Here are King’s bio and the web page the State Department set up for him. But what you really want to read about is how King is carrying out the mandate Congress has given him — his policy initiatives and plans to mobilize the consciousness of the world to ease the suffering of the North Korean people. I suppose that would be at the link called “releases,” where we find the evidence of all that Ambassador King has accomplished in his three years in office:

Jesus wept.  Where are the plans to mobilize global opinion, bring Twitter to North Korea, sanction the leaders of North Korea’s internal security forces, or bring Chapter VII sanctions at the Security Council over the matter of North Korea’s concentration camps?  There isn’t even a schedule of the conferences King attends to strike a sagacious pose and avoid saying anything controversial or newsworthy.  At one of these recently, I asked King to demonstrate or defend the effectiveness of his tenure.  What accomplishments, or alternatively, what specific initiatives, can King point to?  He couldn’t.

I suppose it’s unfair to lay all of this at King’s feet.  Back when he was a diplomat working European issues, King had a solid reputation as an advocate for human rights in diplomacy.  Like all diplomats, King is a civil servant who answers to a bureaucracy, which answers to the President.  Clearly, this president has made a strategic decision to downplay human rights as an issue with North Korea.  His State Department believes that to raise human rights would hinder nuclear negotiations with North Korea, but that wasn’t true in the case of the U.S.S.R., China, or Burma, because negotiations work best when the people negotiating with us feel pressure to change, and believe that we mean what we say.

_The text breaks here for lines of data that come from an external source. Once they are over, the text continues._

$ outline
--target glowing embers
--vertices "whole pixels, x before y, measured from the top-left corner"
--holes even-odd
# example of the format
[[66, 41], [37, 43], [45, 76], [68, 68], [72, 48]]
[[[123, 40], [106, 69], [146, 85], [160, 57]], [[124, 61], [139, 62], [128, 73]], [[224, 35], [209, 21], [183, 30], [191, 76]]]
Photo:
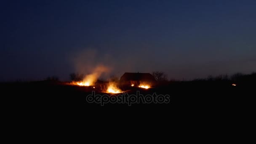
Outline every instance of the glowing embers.
[[80, 86], [90, 86], [91, 85], [90, 85], [90, 84], [89, 82], [77, 82], [77, 85], [80, 85]]
[[150, 87], [148, 85], [139, 85], [139, 87], [141, 88], [145, 88], [145, 89], [148, 89], [149, 88], [150, 88]]

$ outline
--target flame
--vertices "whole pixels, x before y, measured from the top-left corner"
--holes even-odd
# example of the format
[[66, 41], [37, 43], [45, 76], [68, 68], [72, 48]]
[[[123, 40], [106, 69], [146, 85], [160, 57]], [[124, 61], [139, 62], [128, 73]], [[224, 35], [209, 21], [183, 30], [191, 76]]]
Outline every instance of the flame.
[[107, 92], [108, 93], [121, 93], [122, 92], [122, 91], [117, 88], [115, 85], [113, 83], [111, 83], [107, 88]]
[[141, 88], [144, 88], [145, 89], [148, 89], [148, 88], [150, 88], [150, 87], [149, 85], [139, 85], [139, 87]]
[[78, 82], [77, 83], [77, 85], [80, 85], [80, 86], [89, 86], [91, 85], [90, 84], [90, 83], [89, 83], [88, 82]]

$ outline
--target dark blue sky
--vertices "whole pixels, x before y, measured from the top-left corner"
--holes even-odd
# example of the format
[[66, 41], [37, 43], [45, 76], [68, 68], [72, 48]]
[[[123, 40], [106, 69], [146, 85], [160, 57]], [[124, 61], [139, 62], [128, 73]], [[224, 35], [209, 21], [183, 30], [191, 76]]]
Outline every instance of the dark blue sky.
[[92, 63], [118, 76], [251, 73], [256, 70], [255, 8], [255, 0], [2, 1], [0, 80], [68, 80], [81, 72], [74, 57], [92, 50]]

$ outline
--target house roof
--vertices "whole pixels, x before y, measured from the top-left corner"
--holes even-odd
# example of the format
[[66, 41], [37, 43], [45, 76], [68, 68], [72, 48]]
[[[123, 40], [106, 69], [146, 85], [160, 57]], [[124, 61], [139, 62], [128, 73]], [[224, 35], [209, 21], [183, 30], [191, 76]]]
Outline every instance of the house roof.
[[125, 72], [120, 79], [120, 81], [155, 81], [155, 77], [149, 73]]

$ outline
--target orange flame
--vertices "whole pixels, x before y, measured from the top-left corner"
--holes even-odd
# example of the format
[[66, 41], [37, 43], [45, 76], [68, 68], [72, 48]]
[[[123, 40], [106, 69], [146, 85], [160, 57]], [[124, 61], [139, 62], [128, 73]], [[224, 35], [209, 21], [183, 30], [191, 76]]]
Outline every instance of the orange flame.
[[80, 86], [89, 86], [91, 85], [88, 82], [78, 82], [77, 85]]
[[139, 85], [139, 87], [141, 88], [145, 88], [145, 89], [148, 89], [148, 88], [150, 88], [150, 87], [148, 85]]

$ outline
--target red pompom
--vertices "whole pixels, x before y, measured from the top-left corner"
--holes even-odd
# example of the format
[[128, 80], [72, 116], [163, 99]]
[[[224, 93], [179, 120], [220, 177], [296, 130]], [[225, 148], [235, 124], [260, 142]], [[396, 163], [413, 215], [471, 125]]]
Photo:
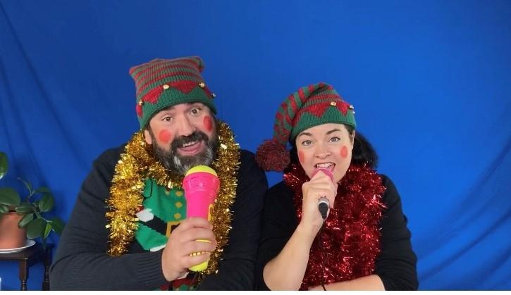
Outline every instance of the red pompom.
[[264, 171], [282, 172], [290, 161], [289, 151], [275, 139], [265, 140], [256, 151], [256, 162]]

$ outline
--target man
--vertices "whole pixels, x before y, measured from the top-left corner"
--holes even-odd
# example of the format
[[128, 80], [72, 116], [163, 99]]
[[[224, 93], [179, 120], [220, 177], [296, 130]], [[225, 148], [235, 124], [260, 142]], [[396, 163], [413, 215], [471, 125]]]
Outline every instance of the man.
[[[130, 70], [141, 130], [94, 161], [51, 265], [51, 289], [252, 289], [267, 182], [215, 118], [203, 68], [187, 57]], [[211, 223], [186, 218], [182, 181], [197, 165], [220, 180]], [[208, 259], [204, 271], [188, 270]]]

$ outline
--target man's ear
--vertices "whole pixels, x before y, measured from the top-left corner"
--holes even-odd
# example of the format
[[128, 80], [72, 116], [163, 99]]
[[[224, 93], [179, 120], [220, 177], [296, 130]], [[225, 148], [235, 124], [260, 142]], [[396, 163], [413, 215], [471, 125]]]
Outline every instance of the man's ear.
[[147, 143], [147, 144], [152, 144], [152, 137], [151, 137], [151, 133], [149, 132], [149, 128], [145, 128], [144, 130], [144, 139], [145, 139], [145, 142]]

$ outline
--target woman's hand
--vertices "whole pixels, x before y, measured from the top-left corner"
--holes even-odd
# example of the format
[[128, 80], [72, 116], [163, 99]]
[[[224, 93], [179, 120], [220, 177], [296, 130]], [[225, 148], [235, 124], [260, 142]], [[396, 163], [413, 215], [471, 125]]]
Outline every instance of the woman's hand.
[[318, 210], [318, 201], [319, 198], [325, 196], [328, 199], [330, 207], [333, 208], [337, 187], [337, 183], [333, 182], [330, 177], [321, 171], [302, 186], [302, 220], [298, 226], [305, 230], [306, 232], [310, 232], [312, 239], [323, 225], [323, 218]]

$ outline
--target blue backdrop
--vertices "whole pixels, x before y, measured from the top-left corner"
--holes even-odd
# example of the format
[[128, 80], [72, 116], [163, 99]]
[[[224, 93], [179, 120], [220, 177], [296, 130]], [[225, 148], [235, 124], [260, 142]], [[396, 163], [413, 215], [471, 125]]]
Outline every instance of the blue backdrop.
[[67, 220], [92, 160], [137, 129], [128, 68], [198, 55], [252, 151], [288, 94], [333, 84], [402, 196], [420, 289], [511, 289], [510, 48], [507, 0], [0, 0], [0, 186], [47, 185]]

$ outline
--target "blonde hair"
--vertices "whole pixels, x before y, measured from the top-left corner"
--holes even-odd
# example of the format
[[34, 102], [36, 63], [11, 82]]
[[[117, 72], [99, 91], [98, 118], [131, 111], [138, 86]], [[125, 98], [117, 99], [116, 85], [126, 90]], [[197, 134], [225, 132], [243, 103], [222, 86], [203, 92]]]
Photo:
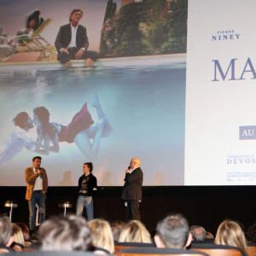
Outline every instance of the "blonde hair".
[[249, 255], [244, 233], [235, 221], [224, 220], [219, 224], [214, 243], [239, 247], [246, 256]]
[[16, 224], [13, 224], [13, 229], [15, 242], [22, 244], [25, 247], [25, 239], [21, 229]]
[[151, 236], [139, 220], [131, 220], [122, 231], [119, 241], [151, 243]]
[[102, 248], [110, 253], [114, 252], [114, 244], [110, 225], [108, 221], [95, 218], [88, 222], [92, 231], [92, 244], [96, 247]]

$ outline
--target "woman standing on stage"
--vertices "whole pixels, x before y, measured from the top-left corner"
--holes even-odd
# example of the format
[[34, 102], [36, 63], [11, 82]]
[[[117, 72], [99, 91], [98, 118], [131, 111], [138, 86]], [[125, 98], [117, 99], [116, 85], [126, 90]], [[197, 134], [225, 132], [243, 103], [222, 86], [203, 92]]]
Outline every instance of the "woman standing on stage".
[[93, 165], [91, 162], [83, 166], [84, 174], [79, 181], [79, 198], [77, 201], [77, 216], [82, 217], [84, 207], [86, 207], [87, 220], [93, 219], [93, 198], [97, 190], [97, 179], [92, 175]]

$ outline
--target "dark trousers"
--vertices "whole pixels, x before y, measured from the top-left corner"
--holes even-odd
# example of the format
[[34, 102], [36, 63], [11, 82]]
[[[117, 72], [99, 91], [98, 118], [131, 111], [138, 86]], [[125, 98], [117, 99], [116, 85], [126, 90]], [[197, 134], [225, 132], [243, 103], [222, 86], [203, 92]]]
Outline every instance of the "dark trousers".
[[127, 218], [128, 220], [137, 219], [141, 220], [139, 211], [140, 202], [137, 200], [127, 201]]
[[36, 204], [39, 207], [40, 224], [42, 224], [45, 220], [45, 197], [42, 190], [34, 190], [31, 200], [28, 200], [29, 226], [31, 230], [36, 226]]
[[[69, 48], [67, 49], [68, 54], [64, 51], [58, 54], [58, 60], [61, 62], [61, 64], [65, 64], [70, 60], [75, 60], [75, 55], [79, 50], [79, 49], [77, 47]], [[91, 59], [93, 61], [96, 61], [98, 57], [98, 53], [96, 53], [96, 51], [84, 50], [81, 56], [81, 60]]]

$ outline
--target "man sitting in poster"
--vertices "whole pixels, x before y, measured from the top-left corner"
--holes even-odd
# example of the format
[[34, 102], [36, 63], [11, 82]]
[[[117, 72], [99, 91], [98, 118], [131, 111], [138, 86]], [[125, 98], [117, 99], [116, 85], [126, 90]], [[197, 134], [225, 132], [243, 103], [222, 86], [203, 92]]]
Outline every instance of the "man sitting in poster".
[[92, 66], [98, 58], [95, 51], [87, 50], [89, 46], [86, 28], [79, 25], [83, 10], [73, 9], [69, 17], [69, 24], [61, 26], [55, 39], [58, 60], [67, 67], [71, 66], [70, 60], [85, 59], [85, 66]]

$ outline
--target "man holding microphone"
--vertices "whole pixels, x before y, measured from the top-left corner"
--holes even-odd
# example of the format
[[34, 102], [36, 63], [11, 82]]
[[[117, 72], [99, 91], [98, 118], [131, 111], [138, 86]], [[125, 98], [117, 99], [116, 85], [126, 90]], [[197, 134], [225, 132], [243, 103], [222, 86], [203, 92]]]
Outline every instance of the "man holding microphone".
[[142, 201], [142, 186], [143, 172], [140, 168], [141, 161], [138, 158], [131, 160], [130, 166], [125, 171], [125, 185], [121, 198], [127, 204], [127, 218], [141, 219], [139, 203]]
[[25, 170], [26, 199], [28, 201], [30, 230], [36, 226], [36, 204], [39, 207], [40, 224], [45, 220], [45, 194], [48, 189], [46, 172], [41, 168], [40, 156], [32, 159], [32, 167]]

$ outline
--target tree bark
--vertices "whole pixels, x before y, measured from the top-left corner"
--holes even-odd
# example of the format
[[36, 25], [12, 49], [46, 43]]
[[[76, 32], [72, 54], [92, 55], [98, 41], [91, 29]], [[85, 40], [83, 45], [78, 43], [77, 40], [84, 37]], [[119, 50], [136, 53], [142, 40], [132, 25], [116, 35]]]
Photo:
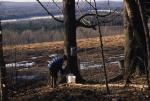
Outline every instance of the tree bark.
[[1, 82], [1, 100], [8, 101], [7, 96], [7, 85], [6, 85], [6, 68], [3, 56], [3, 44], [2, 44], [2, 27], [1, 27], [1, 20], [0, 20], [0, 82]]
[[64, 0], [64, 52], [67, 55], [67, 72], [74, 74], [77, 82], [81, 81], [81, 76], [77, 63], [77, 43], [76, 43], [76, 18], [75, 0]]
[[[145, 73], [147, 65], [147, 47], [143, 21], [136, 0], [124, 0], [125, 5], [125, 68], [127, 80], [138, 67]], [[146, 64], [146, 65], [145, 65]]]

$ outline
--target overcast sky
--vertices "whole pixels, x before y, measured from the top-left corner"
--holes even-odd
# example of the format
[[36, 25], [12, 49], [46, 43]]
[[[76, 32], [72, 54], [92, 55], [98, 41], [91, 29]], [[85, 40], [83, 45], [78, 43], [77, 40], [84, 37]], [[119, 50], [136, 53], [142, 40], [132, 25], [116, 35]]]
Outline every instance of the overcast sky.
[[[34, 2], [36, 0], [0, 0], [0, 1], [13, 1], [13, 2]], [[40, 1], [51, 1], [51, 0], [40, 0]], [[62, 0], [55, 0], [62, 1]], [[107, 0], [97, 0], [97, 1], [107, 1]], [[110, 0], [110, 1], [123, 1], [123, 0]]]

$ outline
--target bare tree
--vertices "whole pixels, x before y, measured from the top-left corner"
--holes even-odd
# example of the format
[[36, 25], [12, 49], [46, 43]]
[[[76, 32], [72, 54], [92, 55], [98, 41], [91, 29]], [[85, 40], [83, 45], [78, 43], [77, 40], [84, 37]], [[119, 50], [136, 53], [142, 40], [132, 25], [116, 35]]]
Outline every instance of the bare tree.
[[5, 61], [3, 56], [3, 41], [2, 41], [2, 26], [0, 20], [0, 88], [1, 88], [1, 100], [8, 101], [7, 95], [7, 84], [6, 84], [6, 68], [5, 68]]
[[144, 16], [144, 1], [124, 0], [125, 12], [125, 74], [126, 83], [138, 67], [139, 72], [147, 74], [149, 85], [149, 31]]

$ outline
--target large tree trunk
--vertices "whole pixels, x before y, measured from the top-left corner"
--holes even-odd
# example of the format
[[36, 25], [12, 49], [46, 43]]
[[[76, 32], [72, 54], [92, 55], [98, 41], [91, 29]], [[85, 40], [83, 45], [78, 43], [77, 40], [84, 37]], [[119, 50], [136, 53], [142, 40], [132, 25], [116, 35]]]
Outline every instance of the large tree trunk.
[[77, 43], [76, 43], [76, 18], [75, 0], [64, 0], [64, 25], [65, 25], [65, 54], [67, 55], [67, 71], [81, 81], [77, 64]]
[[3, 45], [2, 45], [2, 27], [1, 27], [1, 20], [0, 20], [0, 88], [1, 88], [1, 98], [2, 101], [8, 101], [7, 96], [7, 86], [6, 86], [6, 68], [5, 62], [3, 57]]
[[145, 73], [147, 66], [147, 47], [145, 31], [140, 15], [138, 3], [135, 0], [124, 0], [125, 4], [125, 68], [127, 81], [136, 67], [141, 73]]

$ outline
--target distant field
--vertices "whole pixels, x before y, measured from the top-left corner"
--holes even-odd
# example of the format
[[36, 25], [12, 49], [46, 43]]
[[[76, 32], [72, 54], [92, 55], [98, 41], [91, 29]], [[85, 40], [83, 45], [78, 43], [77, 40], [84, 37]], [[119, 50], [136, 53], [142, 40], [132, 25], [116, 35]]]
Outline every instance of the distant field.
[[[17, 19], [33, 16], [45, 16], [47, 13], [37, 2], [0, 2], [0, 18], [1, 19]], [[97, 2], [98, 9], [108, 9], [107, 2]], [[52, 2], [43, 2], [43, 4], [54, 14], [60, 14], [60, 10]], [[62, 3], [57, 3], [62, 8]], [[87, 11], [90, 7], [87, 3], [79, 3], [82, 11]], [[122, 8], [122, 2], [110, 2], [111, 8]]]

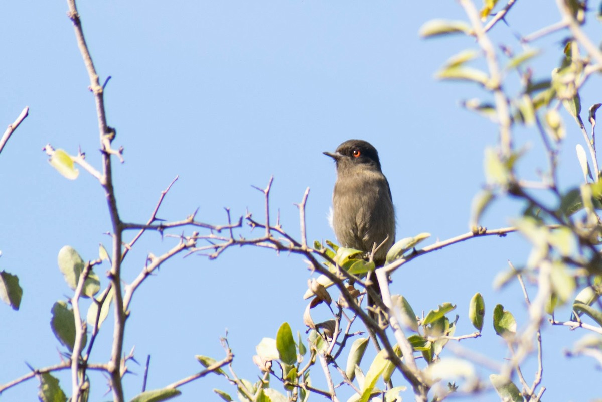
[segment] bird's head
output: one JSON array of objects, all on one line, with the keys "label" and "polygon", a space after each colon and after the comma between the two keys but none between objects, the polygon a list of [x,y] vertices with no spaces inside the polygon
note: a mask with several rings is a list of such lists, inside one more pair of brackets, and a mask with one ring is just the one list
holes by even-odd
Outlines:
[{"label": "bird's head", "polygon": [[368,170],[380,172],[378,152],[372,144],[363,140],[347,140],[333,152],[324,152],[337,162],[338,173]]}]

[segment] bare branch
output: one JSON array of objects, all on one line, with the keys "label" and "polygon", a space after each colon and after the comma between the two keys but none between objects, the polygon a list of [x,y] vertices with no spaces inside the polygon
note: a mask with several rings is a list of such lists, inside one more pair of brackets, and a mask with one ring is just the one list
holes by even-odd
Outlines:
[{"label": "bare branch", "polygon": [[487,32],[495,25],[495,23],[501,19],[503,19],[504,17],[506,16],[506,13],[510,11],[510,9],[514,5],[514,3],[516,2],[517,0],[509,0],[506,6],[495,13],[495,15],[493,16],[493,18],[489,20],[485,26],[483,28],[483,30],[485,32]]},{"label": "bare branch", "polygon": [[6,145],[6,143],[8,141],[8,138],[10,136],[13,135],[14,131],[17,129],[21,122],[25,119],[25,117],[29,114],[29,108],[26,106],[25,108],[21,111],[21,114],[19,115],[17,117],[17,120],[14,120],[13,124],[8,125],[8,127],[6,129],[4,134],[2,134],[2,138],[0,138],[0,152],[2,152],[2,149],[4,146]]}]

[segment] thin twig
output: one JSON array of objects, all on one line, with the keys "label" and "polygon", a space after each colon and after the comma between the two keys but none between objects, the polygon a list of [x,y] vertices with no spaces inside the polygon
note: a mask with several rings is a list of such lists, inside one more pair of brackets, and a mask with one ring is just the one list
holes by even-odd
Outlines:
[{"label": "thin twig", "polygon": [[8,127],[7,128],[6,131],[4,134],[2,134],[2,138],[0,138],[0,152],[2,152],[2,149],[4,146],[6,145],[6,143],[8,141],[8,138],[10,136],[13,135],[14,131],[17,129],[21,122],[25,119],[25,117],[29,114],[29,108],[26,106],[25,108],[21,111],[21,114],[19,115],[17,117],[17,120],[13,122],[13,124],[9,125]]},{"label": "thin twig", "polygon": [[[552,226],[551,227],[555,227],[556,226]],[[469,239],[483,237],[486,236],[500,236],[504,237],[506,235],[516,232],[518,229],[514,226],[510,226],[509,227],[500,227],[499,229],[487,230],[483,229],[479,232],[469,232],[465,233],[463,235],[460,235],[459,236],[456,236],[455,237],[452,237],[447,240],[444,240],[443,241],[438,241],[432,246],[429,246],[426,247],[424,249],[421,249],[420,250],[417,250],[416,252],[411,254],[407,257],[404,258],[400,258],[398,260],[396,260],[393,262],[385,265],[383,268],[386,273],[389,275],[392,274],[396,270],[401,267],[402,265],[407,264],[409,261],[412,261],[414,258],[421,256],[423,254],[427,254],[428,253],[431,253],[438,250],[441,250],[446,247],[451,246],[452,244],[455,244],[456,243],[459,243],[462,241],[465,241]]]},{"label": "thin twig", "polygon": [[569,10],[565,1],[556,0],[556,5],[558,6],[558,10],[560,10],[560,14],[562,15],[563,22],[567,24],[573,36],[575,37],[575,39],[580,43],[583,45],[583,47],[588,51],[590,55],[595,59],[596,63],[598,64],[602,64],[602,51],[600,51],[598,46],[591,41],[589,37],[583,32],[583,30],[581,29],[581,25],[575,19],[573,13]]},{"label": "thin twig", "polygon": [[202,378],[205,376],[206,376],[207,374],[210,374],[211,373],[214,373],[221,369],[224,366],[230,364],[231,363],[232,363],[232,360],[234,359],[234,355],[232,354],[231,351],[229,351],[228,356],[226,356],[223,359],[223,360],[220,360],[219,362],[216,362],[213,364],[208,366],[207,368],[203,370],[202,371],[197,373],[196,374],[190,376],[190,377],[187,377],[185,379],[182,379],[181,380],[176,381],[176,382],[172,384],[170,384],[167,386],[165,387],[165,388],[167,389],[176,389],[179,387],[181,387],[185,384],[192,382],[193,381],[197,380],[198,379]]},{"label": "thin twig", "polygon": [[142,380],[142,392],[146,391],[146,380],[149,377],[149,367],[150,366],[150,355],[146,356],[146,364],[144,365],[144,377]]},{"label": "thin twig", "polygon": [[516,2],[516,0],[509,0],[506,6],[495,13],[495,15],[489,20],[485,26],[483,28],[483,30],[485,32],[487,32],[495,25],[495,23],[501,19],[503,19],[504,16],[506,16],[506,13],[510,10],[510,9],[514,5],[514,3]]},{"label": "thin twig", "polygon": [[509,158],[512,149],[510,130],[512,122],[510,118],[510,110],[508,108],[508,100],[502,90],[501,74],[495,56],[495,49],[481,24],[479,10],[474,7],[472,0],[459,0],[459,2],[470,20],[477,42],[485,53],[485,61],[487,62],[490,76],[489,83],[487,86],[493,91],[497,121],[500,126],[501,153],[504,158]]}]

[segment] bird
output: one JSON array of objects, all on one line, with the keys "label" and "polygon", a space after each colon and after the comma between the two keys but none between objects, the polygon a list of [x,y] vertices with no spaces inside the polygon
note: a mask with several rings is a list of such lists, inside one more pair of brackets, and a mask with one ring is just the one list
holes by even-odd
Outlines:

Instead, what we’re left with is a policy that is functionally indistinguishable from — and almost as unsuccessful as — the North Korea policy of our last president.  In fact, the only difference I see between Bush and Obama on their approach to the world’s worst human rights violations is that when one of them was inaugurated, he was awarded a preemptive Nobel Peace Prize and a preemptive pardon by the Human Rights Industry.